Explicit statements of support for peacebuilding or conflict prevention are few and far between, and none gives any detail. Labour references “supporting conflict prevention”. The Conservatives pledge to “push for reconciliation and stability in parts of the world where there is conflict or unresolved territorial disputes”, specifically citing Israel/Palestine, Cyprus, Sri Lanka, Sudan and Myanmar. The Lib Dems support building “long-term peace” in Sudan, as well as Israel/Palestine. The only direct reference to peacebuilding is in the Green manifesto, oddly urging NATO to “encourage dialogue to support global peace-building”.

Fig. 5 – Mentions of ‘human rights’ and development in manifestos, GE2024.
NB – Reform UK mentions are wholly negative on both terms.
The parties see the aims of the UK’s international development efforts very differently. For the Conservatives, aid supports “our strategic objectives” (not defined) and should pass a “strict national interest test”. For the Lib Dems, the primary focus is poverty reduction and achieving the Sustainable Development Goals. Their manifesto also says a great deal about promoting and defending human rights, something barely referenced in the Conservative, Labour and Reform UK documents. For the Greens, the focus seems to be climate justice and sustainable development. Labour says, “Our mission statement will be ‘to create a world free from poverty on a liveable planet’ as a signal of our commitment to greater multilateral action, and our intention to lead on this agenda.”
Conclusion
The language of security and defence continues to evolve in this electoral cycle and has been embraced by the two largest parties as central to their campaigns. Overall, the manifestos evince a turn towards military spending, higher troop numbers and the NATO alliance as ways to demonstrate responsibility on security matters. However, they devote less concerted support to developmental efforts to tackle some of the biggest global challenges underpinning contemporary security than one might expect.

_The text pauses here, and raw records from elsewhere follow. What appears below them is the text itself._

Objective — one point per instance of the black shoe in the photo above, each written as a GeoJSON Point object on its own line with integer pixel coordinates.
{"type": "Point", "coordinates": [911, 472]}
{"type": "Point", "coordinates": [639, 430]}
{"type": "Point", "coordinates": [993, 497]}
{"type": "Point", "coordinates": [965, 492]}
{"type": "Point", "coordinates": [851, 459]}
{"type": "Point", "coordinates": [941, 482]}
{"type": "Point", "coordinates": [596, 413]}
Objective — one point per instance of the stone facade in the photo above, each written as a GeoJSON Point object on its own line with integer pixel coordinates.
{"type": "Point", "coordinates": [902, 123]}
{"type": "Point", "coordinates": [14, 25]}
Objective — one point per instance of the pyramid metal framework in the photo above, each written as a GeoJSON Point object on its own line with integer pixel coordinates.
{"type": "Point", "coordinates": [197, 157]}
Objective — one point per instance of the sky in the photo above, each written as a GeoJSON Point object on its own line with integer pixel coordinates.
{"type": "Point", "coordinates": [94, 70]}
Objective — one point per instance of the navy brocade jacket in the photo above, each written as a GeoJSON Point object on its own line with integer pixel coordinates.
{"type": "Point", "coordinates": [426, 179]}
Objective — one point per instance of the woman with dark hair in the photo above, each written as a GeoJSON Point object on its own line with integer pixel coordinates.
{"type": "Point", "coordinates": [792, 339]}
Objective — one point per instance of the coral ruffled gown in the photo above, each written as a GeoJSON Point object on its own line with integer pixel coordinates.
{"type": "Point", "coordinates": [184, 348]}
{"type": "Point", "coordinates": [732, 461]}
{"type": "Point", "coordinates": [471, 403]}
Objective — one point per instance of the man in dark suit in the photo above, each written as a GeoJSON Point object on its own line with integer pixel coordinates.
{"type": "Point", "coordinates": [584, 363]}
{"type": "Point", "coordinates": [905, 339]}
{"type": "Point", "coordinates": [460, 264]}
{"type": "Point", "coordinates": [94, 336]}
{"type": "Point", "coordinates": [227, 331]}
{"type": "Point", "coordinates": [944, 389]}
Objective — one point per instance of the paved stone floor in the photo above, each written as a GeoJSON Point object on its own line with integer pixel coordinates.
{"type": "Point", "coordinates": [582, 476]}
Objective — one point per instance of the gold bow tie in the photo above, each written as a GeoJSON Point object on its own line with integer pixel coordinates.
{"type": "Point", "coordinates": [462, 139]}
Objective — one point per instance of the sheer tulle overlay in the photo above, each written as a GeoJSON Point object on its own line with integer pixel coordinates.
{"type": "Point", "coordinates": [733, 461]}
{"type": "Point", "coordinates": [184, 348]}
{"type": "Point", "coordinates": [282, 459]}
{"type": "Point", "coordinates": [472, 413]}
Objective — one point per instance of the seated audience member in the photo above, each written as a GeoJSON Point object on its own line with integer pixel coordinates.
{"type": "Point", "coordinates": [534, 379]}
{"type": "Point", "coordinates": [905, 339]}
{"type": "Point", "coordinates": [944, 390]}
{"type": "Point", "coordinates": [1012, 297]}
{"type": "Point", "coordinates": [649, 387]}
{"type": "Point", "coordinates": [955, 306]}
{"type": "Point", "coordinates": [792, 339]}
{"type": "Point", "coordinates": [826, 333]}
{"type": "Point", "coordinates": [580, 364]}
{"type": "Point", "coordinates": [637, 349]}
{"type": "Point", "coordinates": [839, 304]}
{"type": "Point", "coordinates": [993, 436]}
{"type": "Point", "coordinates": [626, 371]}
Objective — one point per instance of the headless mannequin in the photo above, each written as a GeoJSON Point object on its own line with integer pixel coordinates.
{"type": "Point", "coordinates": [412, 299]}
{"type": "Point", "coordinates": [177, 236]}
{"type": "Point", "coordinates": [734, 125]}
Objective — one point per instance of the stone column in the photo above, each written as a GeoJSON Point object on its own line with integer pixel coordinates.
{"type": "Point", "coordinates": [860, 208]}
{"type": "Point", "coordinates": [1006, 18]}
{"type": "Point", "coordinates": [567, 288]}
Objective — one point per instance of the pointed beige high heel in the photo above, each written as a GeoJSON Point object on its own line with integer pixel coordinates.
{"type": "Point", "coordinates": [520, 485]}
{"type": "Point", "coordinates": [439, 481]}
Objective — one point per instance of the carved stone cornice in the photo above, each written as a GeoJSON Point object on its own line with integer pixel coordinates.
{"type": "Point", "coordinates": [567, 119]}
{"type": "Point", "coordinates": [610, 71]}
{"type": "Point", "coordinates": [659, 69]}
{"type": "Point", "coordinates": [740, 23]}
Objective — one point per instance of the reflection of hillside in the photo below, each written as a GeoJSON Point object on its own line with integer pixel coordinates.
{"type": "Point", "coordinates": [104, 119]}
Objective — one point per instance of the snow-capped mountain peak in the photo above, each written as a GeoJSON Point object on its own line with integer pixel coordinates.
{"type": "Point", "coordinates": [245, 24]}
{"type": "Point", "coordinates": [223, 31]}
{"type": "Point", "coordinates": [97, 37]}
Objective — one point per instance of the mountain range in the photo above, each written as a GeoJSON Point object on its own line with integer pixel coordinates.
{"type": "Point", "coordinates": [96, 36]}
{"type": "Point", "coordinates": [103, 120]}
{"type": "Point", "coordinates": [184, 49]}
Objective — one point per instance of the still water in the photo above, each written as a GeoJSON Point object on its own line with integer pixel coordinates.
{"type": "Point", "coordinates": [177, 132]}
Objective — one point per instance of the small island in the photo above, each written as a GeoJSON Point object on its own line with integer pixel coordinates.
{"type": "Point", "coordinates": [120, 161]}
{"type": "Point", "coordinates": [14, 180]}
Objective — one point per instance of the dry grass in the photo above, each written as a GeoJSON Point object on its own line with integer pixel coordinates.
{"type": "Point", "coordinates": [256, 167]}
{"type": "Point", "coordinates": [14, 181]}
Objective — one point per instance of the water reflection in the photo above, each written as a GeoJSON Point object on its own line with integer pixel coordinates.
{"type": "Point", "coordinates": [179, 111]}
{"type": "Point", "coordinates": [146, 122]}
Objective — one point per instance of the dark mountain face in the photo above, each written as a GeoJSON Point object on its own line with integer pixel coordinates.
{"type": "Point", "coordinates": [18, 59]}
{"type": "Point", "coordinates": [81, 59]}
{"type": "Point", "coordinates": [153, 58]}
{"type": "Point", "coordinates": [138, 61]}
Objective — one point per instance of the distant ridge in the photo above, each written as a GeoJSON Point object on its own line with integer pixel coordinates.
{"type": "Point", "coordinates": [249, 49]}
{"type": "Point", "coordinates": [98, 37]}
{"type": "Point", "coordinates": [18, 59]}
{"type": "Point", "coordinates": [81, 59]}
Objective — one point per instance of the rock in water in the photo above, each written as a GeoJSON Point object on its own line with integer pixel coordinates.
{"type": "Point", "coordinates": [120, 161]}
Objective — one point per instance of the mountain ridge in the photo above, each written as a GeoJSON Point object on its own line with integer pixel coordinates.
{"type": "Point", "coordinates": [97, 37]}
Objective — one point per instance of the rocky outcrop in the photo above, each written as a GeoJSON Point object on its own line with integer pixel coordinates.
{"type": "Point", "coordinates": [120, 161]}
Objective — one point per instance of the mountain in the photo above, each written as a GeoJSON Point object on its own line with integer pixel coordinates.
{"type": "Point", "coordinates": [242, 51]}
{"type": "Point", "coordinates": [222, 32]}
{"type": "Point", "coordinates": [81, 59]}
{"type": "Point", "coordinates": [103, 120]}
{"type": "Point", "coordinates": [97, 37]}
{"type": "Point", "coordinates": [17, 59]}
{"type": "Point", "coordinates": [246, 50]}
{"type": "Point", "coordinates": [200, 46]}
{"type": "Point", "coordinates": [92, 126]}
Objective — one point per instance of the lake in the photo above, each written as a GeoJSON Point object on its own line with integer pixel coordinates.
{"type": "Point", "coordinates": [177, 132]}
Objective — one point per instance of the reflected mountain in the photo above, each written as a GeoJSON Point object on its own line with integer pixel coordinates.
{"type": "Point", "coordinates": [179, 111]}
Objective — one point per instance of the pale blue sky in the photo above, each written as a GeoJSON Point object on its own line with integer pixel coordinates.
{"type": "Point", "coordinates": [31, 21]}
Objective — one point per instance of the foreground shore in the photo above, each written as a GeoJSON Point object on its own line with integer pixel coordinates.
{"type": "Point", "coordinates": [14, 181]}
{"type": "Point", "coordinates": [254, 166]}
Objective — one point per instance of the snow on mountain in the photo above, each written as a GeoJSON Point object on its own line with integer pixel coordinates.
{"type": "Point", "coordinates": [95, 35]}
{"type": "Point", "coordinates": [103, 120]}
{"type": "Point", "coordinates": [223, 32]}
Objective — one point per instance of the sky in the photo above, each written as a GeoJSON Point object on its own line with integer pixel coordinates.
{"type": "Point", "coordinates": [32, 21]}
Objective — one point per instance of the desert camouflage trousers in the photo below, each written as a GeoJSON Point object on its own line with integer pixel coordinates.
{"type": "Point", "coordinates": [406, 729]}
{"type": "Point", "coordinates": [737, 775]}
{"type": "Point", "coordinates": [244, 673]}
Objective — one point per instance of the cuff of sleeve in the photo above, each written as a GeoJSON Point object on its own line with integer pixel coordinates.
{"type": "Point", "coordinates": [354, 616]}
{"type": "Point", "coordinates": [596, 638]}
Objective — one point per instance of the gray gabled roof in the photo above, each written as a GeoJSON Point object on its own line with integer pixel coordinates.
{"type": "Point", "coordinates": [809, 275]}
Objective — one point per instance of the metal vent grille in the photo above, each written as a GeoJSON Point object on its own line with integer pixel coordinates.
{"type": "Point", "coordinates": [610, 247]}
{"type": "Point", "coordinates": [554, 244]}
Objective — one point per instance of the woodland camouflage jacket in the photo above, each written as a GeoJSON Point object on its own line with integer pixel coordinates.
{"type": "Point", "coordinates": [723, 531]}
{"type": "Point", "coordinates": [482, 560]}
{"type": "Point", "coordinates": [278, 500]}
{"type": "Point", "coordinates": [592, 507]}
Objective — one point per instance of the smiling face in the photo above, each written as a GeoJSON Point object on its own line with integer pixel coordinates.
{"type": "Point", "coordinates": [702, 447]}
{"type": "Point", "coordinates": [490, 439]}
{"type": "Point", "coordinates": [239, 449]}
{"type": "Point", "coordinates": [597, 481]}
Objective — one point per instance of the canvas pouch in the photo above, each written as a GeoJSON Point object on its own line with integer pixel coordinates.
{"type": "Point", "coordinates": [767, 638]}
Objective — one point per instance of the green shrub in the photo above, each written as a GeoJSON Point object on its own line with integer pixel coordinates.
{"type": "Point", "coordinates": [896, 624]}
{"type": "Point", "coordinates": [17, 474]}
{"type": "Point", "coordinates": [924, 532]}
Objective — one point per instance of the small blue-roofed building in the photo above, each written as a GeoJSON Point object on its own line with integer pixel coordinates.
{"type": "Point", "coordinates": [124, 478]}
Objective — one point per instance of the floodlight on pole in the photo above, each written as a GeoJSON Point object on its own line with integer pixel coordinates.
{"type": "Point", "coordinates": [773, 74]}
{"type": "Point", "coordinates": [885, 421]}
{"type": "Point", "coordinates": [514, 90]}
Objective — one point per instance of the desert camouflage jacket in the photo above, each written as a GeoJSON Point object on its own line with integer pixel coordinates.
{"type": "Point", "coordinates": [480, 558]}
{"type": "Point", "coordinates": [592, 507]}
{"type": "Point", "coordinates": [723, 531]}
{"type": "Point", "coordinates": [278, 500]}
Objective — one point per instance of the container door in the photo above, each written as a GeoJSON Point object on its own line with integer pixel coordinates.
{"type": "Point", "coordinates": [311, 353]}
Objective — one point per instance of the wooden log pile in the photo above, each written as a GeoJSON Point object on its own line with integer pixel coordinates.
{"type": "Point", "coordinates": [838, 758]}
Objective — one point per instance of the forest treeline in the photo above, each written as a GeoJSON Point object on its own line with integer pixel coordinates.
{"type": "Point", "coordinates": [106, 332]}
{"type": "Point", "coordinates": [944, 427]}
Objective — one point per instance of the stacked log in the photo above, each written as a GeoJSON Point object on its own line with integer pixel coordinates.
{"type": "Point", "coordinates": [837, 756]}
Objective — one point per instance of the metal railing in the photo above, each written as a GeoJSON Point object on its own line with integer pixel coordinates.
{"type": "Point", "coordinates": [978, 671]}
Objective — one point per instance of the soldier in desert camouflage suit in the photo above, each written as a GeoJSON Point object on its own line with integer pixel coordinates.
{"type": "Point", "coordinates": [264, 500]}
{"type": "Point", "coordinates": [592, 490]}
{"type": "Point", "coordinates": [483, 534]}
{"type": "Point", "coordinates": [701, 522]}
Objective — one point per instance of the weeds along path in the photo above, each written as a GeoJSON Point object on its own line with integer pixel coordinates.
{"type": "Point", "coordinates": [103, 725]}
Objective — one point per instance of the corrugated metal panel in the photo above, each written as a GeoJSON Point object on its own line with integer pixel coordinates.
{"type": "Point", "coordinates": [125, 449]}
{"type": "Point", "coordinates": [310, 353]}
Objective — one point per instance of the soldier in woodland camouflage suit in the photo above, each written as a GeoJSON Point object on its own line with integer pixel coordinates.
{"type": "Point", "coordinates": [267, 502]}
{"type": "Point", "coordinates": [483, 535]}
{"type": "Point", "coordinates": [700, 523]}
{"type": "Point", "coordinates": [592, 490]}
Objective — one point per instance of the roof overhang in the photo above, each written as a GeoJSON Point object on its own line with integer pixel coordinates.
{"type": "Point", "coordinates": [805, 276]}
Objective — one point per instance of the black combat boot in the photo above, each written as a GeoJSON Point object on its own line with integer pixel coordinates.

Likewise, there is an interesting contrast between the security priorities that came through most strongly in our national polling on the public’s security concerns and those on which the parties have decided to base their security offer to the public.
But manifestos are barely the start and not the end, let alone the detail, of the policies that political parties pursue in government. Labour’s manifesto in particular is light on specifics on international security but promises a strategic review to decide more than just the fine details. Whoever forms the next government, the imperative will remain for them to engage widely with society, not least its most insecure groups, to prioritise what really makes people feel safer.
[1] The textual analysis of the five manifestos utilises a search of their text for key words, noting the frequency of their use. A multiplier is used to equalise the manifestos of smaller parties to the longer texts of Labour and Conservatives (both about 27,000 words): Lib Dems x1.2; Greens x1.4; Reform UK x4. The Reform UK document is called a ‘Contract’ rather than a manifesto and is notably short on details, being only about 6,600 words.
The views and opinions expressed in posts on the Rethinking Security blog are those of the authors and do not necessarily reflect the position of the network and its broader membership.